The afternoon is spent in their bedroom
TBT does ‘The Solider Game’ while Zozo dresses up. I say no to face paints so she does them on her own. The effect is stunning, the Princess from Star Wars Episode 1 is the look. Plain white with purple highlights, a stripe on each cheek and a dab in the centre of the forehead.
I crane my neck out of the window to watch the waves. There are no takers for a trip out.
Zozo takes herself off to bed. She is tired
She is under the weather. TBT is less easy. He just won’t settle, he’s not even tired. I escape for an hour around 7.00 p.m. only to be presented with him at 8.00 p.m. as Darlingest wants to finish her report.
TBT and I watch ‘Battle Stations’ on Channel 4
It is about Sherman Tanks, I read him a few books. I retire to bed and read ‘Charlie and Tyler’. I nod off and he shoves me back into consciousness.

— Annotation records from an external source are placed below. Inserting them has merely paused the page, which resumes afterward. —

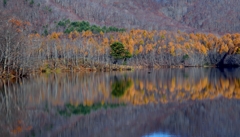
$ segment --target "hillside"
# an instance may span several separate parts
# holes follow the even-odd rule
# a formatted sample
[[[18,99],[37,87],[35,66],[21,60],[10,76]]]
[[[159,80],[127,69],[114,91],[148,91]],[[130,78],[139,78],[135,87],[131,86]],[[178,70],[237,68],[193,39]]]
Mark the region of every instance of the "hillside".
[[[239,6],[234,0],[4,0],[0,9],[29,20],[40,33],[68,18],[126,29],[224,34],[240,31]]]

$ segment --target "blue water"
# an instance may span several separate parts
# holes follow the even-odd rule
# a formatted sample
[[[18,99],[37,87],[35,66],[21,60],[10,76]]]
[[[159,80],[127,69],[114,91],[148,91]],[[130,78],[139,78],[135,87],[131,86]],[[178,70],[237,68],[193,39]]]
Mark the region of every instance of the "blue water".
[[[168,133],[162,133],[162,132],[158,132],[158,133],[153,133],[153,134],[149,134],[149,135],[145,135],[143,137],[177,137],[174,135],[170,135]]]

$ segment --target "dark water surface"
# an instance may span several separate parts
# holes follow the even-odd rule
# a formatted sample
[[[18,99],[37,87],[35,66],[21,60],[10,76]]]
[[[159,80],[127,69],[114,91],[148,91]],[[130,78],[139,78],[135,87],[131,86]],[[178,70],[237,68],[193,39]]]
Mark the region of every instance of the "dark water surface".
[[[240,69],[42,74],[0,81],[0,136],[238,137]]]

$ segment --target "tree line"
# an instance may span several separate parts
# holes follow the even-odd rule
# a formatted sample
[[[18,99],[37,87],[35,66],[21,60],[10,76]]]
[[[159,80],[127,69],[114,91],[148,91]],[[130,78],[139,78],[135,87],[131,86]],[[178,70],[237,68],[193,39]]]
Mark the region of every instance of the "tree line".
[[[240,53],[240,34],[185,33],[133,29],[93,33],[91,30],[47,36],[29,33],[29,22],[16,18],[0,24],[1,74],[28,71],[99,68],[111,64],[136,67],[213,66]],[[123,53],[113,53],[114,44]],[[115,47],[116,48],[116,47]],[[226,61],[225,61],[226,62]]]

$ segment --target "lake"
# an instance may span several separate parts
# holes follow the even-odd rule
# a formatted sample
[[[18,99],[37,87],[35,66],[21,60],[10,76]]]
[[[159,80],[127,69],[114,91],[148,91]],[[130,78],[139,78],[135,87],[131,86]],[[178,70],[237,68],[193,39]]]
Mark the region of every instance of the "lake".
[[[0,81],[0,135],[240,136],[240,69],[41,74]]]

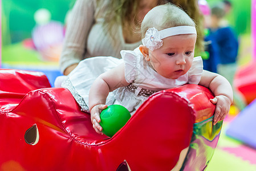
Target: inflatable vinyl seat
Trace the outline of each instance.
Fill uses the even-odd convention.
[[[204,87],[152,95],[110,138],[43,74],[0,71],[1,170],[116,170],[124,164],[131,170],[203,170],[213,156],[222,122],[213,125],[215,105]],[[14,82],[15,91],[5,87]]]

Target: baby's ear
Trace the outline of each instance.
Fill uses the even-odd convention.
[[[144,56],[146,60],[149,61],[150,58],[149,55],[148,48],[144,45],[140,45],[139,48],[140,49],[140,52],[143,55],[143,56]]]

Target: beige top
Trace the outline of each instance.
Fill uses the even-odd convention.
[[[96,0],[76,0],[67,23],[60,56],[60,71],[90,57],[112,56],[121,58],[121,50],[133,50],[141,41],[126,43],[120,23],[104,31],[103,23],[108,0],[102,1],[96,9]]]

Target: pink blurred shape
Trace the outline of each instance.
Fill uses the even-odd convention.
[[[51,21],[35,26],[32,31],[32,39],[43,60],[59,60],[64,40],[64,28],[60,22]]]

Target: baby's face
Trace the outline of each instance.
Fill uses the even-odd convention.
[[[149,62],[161,76],[177,79],[190,68],[194,58],[196,35],[185,34],[162,39],[162,46],[149,51]]]

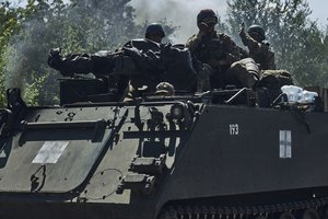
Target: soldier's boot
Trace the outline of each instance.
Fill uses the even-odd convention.
[[[201,70],[197,73],[197,92],[201,93],[211,90],[210,76],[212,68],[203,64]]]

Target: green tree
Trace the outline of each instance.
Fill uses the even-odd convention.
[[[10,76],[7,87],[23,88],[28,104],[58,103],[60,74],[47,66],[49,49],[61,47],[65,54],[115,50],[142,37],[147,24],[134,24],[129,1],[71,0],[66,4],[62,0],[30,0],[25,8],[15,9],[12,18],[20,28],[2,47],[3,69]],[[174,30],[164,28],[167,35]]]
[[[306,0],[227,0],[232,33],[246,26],[262,25],[276,51],[277,66],[291,71],[300,85],[327,85],[324,62],[325,33],[309,20]]]

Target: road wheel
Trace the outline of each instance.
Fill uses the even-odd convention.
[[[326,218],[327,218],[327,214],[328,212],[326,212]],[[303,211],[301,219],[320,219],[320,217],[317,210],[309,208]]]
[[[290,211],[284,211],[280,215],[279,219],[295,219],[295,217]]]

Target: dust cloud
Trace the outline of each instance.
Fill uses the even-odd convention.
[[[192,34],[198,32],[196,16],[202,9],[212,9],[225,20],[225,0],[132,0],[130,4],[136,9],[136,22],[149,23],[166,20],[169,24],[178,26],[169,39],[174,44],[185,43]]]

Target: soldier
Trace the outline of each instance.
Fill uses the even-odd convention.
[[[241,59],[236,44],[224,33],[216,33],[218,16],[211,9],[201,10],[197,15],[198,34],[191,36],[186,46],[191,54],[211,67],[210,84],[212,89],[221,89],[226,84],[253,88],[256,78],[243,71],[231,70],[233,62]]]
[[[242,24],[239,36],[249,50],[249,57],[260,65],[261,70],[274,70],[274,53],[270,44],[266,42],[265,30],[259,25],[251,25],[245,33],[245,24]]]
[[[59,49],[52,49],[48,57],[48,65],[63,76],[72,77],[74,73],[92,72],[96,77],[110,78],[109,81],[116,81],[114,85],[117,87],[118,94],[133,100],[140,93],[154,92],[161,81],[174,78],[174,73],[169,73],[171,69],[187,68],[192,77],[194,69],[191,64],[189,65],[188,57],[184,61],[180,60],[184,54],[188,55],[188,49],[186,53],[172,45],[162,44],[164,36],[163,27],[152,23],[145,30],[145,38],[130,41],[116,53],[105,50],[93,55],[61,56]],[[186,79],[184,78],[184,81],[187,81]],[[169,82],[174,83],[174,81]],[[174,85],[180,89],[177,83]]]
[[[271,50],[270,44],[266,42],[266,33],[260,25],[250,25],[245,33],[243,23],[239,36],[249,50],[249,57],[260,65],[261,76],[257,83],[258,88],[280,91],[282,85],[293,84],[289,71],[276,69],[274,53]]]
[[[157,23],[151,23],[150,25],[147,26],[144,37],[147,39],[161,44],[162,39],[165,37],[163,26]]]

I make up some Photobooth stories
As has become the case the intro bores them, they want to get to the story. I offer TBT choices from ‘Age of Empires’. He can have a ‘Castle, a ‘Galleon’ or an ‘Elephant’. We go for the galleon. TBT helps fend off and attack and is given his own boat to captain. He has to have the elephant ride too. I fade out as I make it up. He gives me a shove with both feet. I stir from a deep sleep and shout my complaint. He is inconsolable. I fall back to sleep as he goes off to find Darlingest. It is 9.45 p.m.
I am caffeine depleted and exhausted
I stir three hours later as Darlingest comes to bed.

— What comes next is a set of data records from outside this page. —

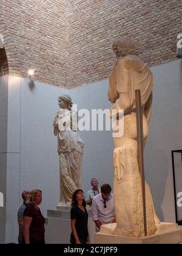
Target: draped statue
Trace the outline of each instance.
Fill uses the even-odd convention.
[[[58,98],[61,110],[53,121],[54,135],[58,137],[60,170],[59,205],[70,205],[72,194],[81,189],[82,163],[84,143],[77,131],[77,113],[72,112],[73,102],[66,94]],[[75,116],[76,115],[76,116]],[[75,127],[73,129],[73,127]]]
[[[142,190],[138,165],[135,90],[140,90],[143,107],[144,143],[149,135],[154,77],[138,56],[135,46],[127,38],[113,44],[117,60],[110,77],[109,99],[110,110],[124,110],[124,134],[115,137],[114,198],[116,217],[115,234],[144,236]],[[110,112],[112,113],[112,112]],[[112,116],[112,114],[111,114]],[[153,207],[149,186],[146,183],[148,235],[154,234],[160,224]]]

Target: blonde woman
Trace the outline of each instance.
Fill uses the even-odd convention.
[[[25,244],[45,244],[45,219],[38,207],[42,200],[39,190],[32,190],[24,212],[24,239]]]

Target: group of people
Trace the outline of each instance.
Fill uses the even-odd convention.
[[[76,190],[72,195],[70,241],[72,244],[90,243],[87,205],[92,206],[92,218],[97,230],[101,225],[116,222],[111,187],[104,184],[99,188],[95,178],[92,179],[91,185],[92,189],[87,192],[86,198],[82,190]],[[39,208],[42,200],[42,191],[24,191],[22,197],[24,202],[18,213],[19,244],[44,244],[45,219]]]

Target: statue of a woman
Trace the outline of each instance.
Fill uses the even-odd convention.
[[[109,99],[112,109],[124,110],[124,135],[114,138],[114,198],[116,217],[115,234],[144,236],[141,185],[137,160],[135,90],[141,91],[144,143],[149,135],[154,77],[138,57],[135,46],[127,38],[116,40],[113,49],[117,60],[110,77]],[[146,185],[148,235],[156,232],[156,216],[149,185]]]
[[[84,143],[79,136],[72,113],[73,102],[66,94],[58,98],[61,110],[54,121],[54,134],[58,137],[60,169],[60,205],[70,205],[72,194],[82,188],[82,163]],[[76,123],[77,116],[76,117]]]

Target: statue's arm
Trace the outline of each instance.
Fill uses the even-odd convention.
[[[147,101],[146,102],[144,108],[144,115],[147,119],[148,124],[149,124],[151,118],[152,99],[153,93],[152,92]]]
[[[53,126],[54,128],[54,135],[55,136],[57,136],[58,133],[58,113],[57,113],[53,121]]]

Darlingest works into the night
Zozo ill, tummy aches, diarrhoea
Both at home. Day in. Mostly in their bedroom. Get them going on cutting things out for their scrap books, also Age of Empires.

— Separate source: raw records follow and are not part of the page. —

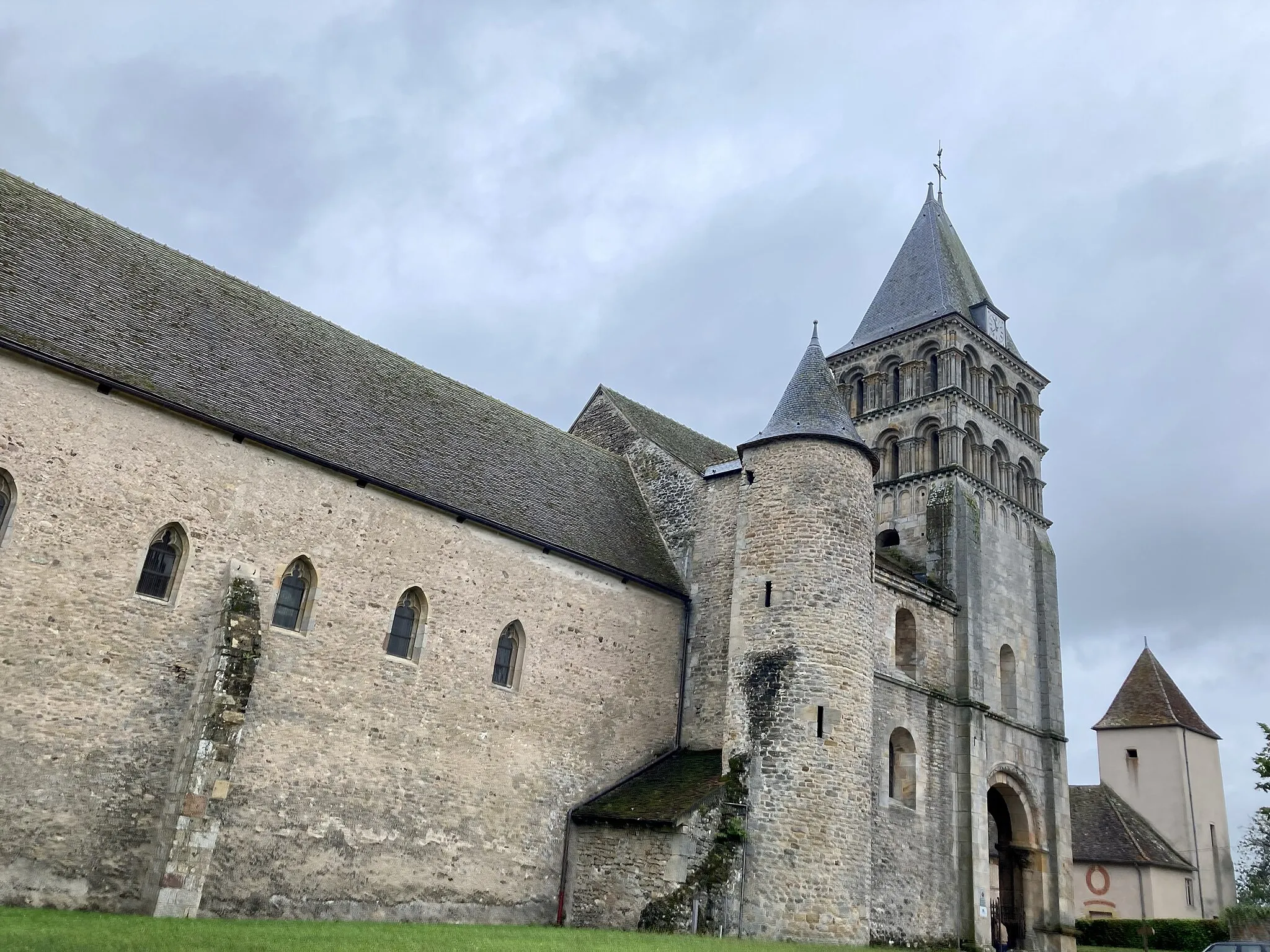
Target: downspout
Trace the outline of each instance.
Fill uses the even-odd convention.
[[[691,599],[683,599],[683,622],[679,645],[679,711],[674,718],[674,749],[678,750],[683,741],[683,703],[685,693],[688,688],[688,616],[692,613]]]
[[[1186,729],[1182,727],[1182,759],[1186,762],[1186,801],[1191,810],[1191,843],[1195,845],[1195,885],[1199,887],[1199,918],[1208,919],[1204,910],[1204,873],[1199,868],[1199,833],[1195,828],[1195,796],[1190,787],[1190,750],[1186,746]],[[1215,863],[1214,863],[1215,868]]]

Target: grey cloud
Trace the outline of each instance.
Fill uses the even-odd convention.
[[[1043,395],[1072,774],[1142,637],[1270,720],[1270,13],[809,4],[0,11],[0,165],[568,425],[763,425],[855,329],[942,138]],[[1240,701],[1236,701],[1238,698]]]

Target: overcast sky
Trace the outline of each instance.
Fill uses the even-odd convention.
[[[1149,637],[1270,721],[1270,8],[0,4],[0,166],[568,426],[737,443],[845,344],[942,141],[1041,395],[1071,778]]]

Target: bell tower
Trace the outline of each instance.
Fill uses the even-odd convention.
[[[1058,595],[1038,402],[1049,381],[1019,353],[933,188],[855,336],[828,363],[880,463],[875,557],[958,602],[951,683],[912,691],[956,703],[960,938],[989,946],[1008,933],[1015,946],[1069,948]],[[1003,825],[996,815],[1007,806],[1013,821]],[[1006,826],[1008,843],[992,839]],[[1008,883],[998,856],[1016,871]]]

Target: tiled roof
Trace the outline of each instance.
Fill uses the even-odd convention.
[[[954,311],[973,320],[970,308],[991,301],[988,289],[931,188],[917,221],[899,248],[851,343],[834,355],[889,338]],[[1017,354],[1010,331],[1005,344]]]
[[[1154,826],[1109,786],[1068,787],[1072,859],[1194,868]]]
[[[834,383],[829,364],[824,362],[820,339],[814,329],[812,343],[806,345],[772,419],[762,433],[742,443],[740,449],[790,437],[819,437],[852,443],[865,451],[874,471],[878,470],[876,454],[856,433],[847,400]]]
[[[1186,727],[1220,740],[1191,707],[1151,649],[1143,649],[1111,707],[1093,730],[1113,727]]]
[[[657,410],[649,410],[643,404],[636,404],[630,397],[624,397],[616,390],[608,387],[599,388],[617,407],[626,421],[648,439],[657,443],[685,466],[705,471],[715,463],[737,458],[737,451],[719,443],[710,437],[704,437],[696,430],[688,429],[682,423],[676,423],[669,416],[663,416]]]
[[[3,171],[0,344],[683,593],[621,457]]]
[[[677,750],[574,810],[580,823],[673,824],[721,793],[721,750]]]

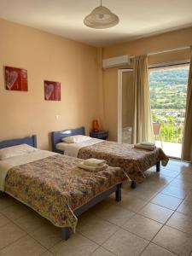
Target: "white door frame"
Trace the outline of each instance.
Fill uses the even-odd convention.
[[[118,70],[118,143],[119,143],[122,140],[122,84],[125,72],[133,72],[133,69],[125,68]]]

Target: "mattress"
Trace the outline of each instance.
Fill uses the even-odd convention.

Transcribing Diary entries
I find I can transcribe journal entries into the Psion and watch them. I can top and take it up at any time. I have blue spot stickers to put on the corner of the pages I cover. I get all of April 1987 covered in this way, this included a ski trip to La Plagne with Richard and P and led to a swift affair with Vicki. At the time I was living with Vicky in London, having an affair with Helen BT, and having fantasies over Nell Courtenay. What I tripple-timing arse that I was! I wasn’t keeping close attention to them. The children ‘clean’ the bathroom and use up a lot of expensive massage and aroma therapy oils. Darlingest is fed up. I take them out, via shops, to get fish and chips.
It is 5.45. They want ice-creams, there are none in Safeways
The current account must be overdrawn as I was unable to take out any cash – that’ll be a fine. The kids climb into the Photobooth and declare that they went on a great adventure.
I’m highly stressed out by the kids’ determination to allude go to bed
I cop out with some Scrumpy Jack and take time to load entries into the PC and into Diaryland. Darlingest joins me, (as does TBT for a while). I stay up till Midnight loading entries. Having been caught with the cider I drink the lot – would have kept half in the garage. Darlingest knowing kind of gave me permission. I am sad at my failure.
On Diaryland Darlingest says she doesn’t want people reading about our ‘sad lives’. I hadn’t looked at it like that.